We identified 671 DSVs that could predict cancer risk. The area under the curve (AUC) of the receiver operating characteristic curve (ROC) of the attention-weighted model was 0.71. The 3 most frequent DSV genes observed in cancer patients were identified as ADCY9, AURKAPS1, and RAB3GAP2 (p < 0.05). The DSVs in SGSM2 and LHFPL3 were relevant to colorectal cancer. We found a higher incidence of FCH in cancer patients than in non-cancer subjects (p < 0.05). SMYD3 and NKD2DSV genes were associated with cancer patients with FCH (p < 0.05). We identified 65 immune-associated DSV markers for assessing cancer prognosis (p < 0.05). The functional protein of MUC4 DSV gene interacted with MAGE1 expression, according to the STRING database. The causal inference model showed that deleting the CEP72 DSV gene affect the recurrence-free survival (RFS) of IFIT1 expression.
We established an explainable attention-weighted model for cancer risk prediction and used the survival-SVM for prognostic stratification by using germline DSVs and immune gene expression datasets. Comprehensive assessments of germline DSVs can predict the cancer risk and clinical outcome of colon cancer patients.
易感基因中的大型种系基因组结构变体的功能障碍是癌症的已知风险。我们使用来自种系全基因组测序 (WGS) 的缺失结构变体 (DSV) 和 DSV 免疫相关关联肿瘤微环境 (TME) 来预测癌症风险和预后。
我们通过硅和因果推理模型研究了种系 DSV 对癌症易感性和预后的贡献。从 192 名癌症患者和 499 名非癌症患者的血液样本中生成种系 WGS 数据中的 DSV。临床信息,包括家族癌症史 (FCH),从国立成功大学医院和台湾生物银行获得。99 名结直肠癌 (CRC) 患者有免疫反应基因表达数据。我们使用联合调用工具和注意力加权模型构建癌症风险预测模型,并识别家族性癌症中的 DSV。生存支持向量机 (survival-SVM) 用于选择预后 DSV。
我们确定了 671 个可预测癌症风险的 DSV。注意力加权模型的接收器工作特征曲线 (ROC) 的曲线下面积 (AUC) 为 0.71。在癌症患者中观察到的最常见的 3 个 DSV 基因是 ADCY9、AURKAPS1 和 RAB3GAP2(p<0.05)。SGSM2 和 LHFPL3 中的 DSV 与结直肠癌相关。
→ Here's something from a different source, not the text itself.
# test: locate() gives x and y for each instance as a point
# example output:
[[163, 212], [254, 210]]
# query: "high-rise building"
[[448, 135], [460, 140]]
我们发现癌症患者的 FCH 发生率高于非癌症患者(p<0.05)。SMYD3 和 NKD2DSV 基因与有 FCH 的癌症患者相关(p<0.05)。我们确定了 65 个用于评估癌症预后的免疫相关 DSV 标记物(p<0.05)。根据 STRING 数据库,MUC4 DSV 基因的功能蛋白与 MAGE1 表达相互作用。因果推理模型表明,删除 CEP72 DSV 基因会影响 IFIT1 表达的无复发生存率 (RFS)。
我们建立了一个可解释的注意力加权模型,用于癌症风险预测,并使用种系 DSV 和免疫基因表达数据集使用生存 SVM 进行预后分层。综合评估种系 DSV 可预测结肠癌患者的癌症风险和临床结局。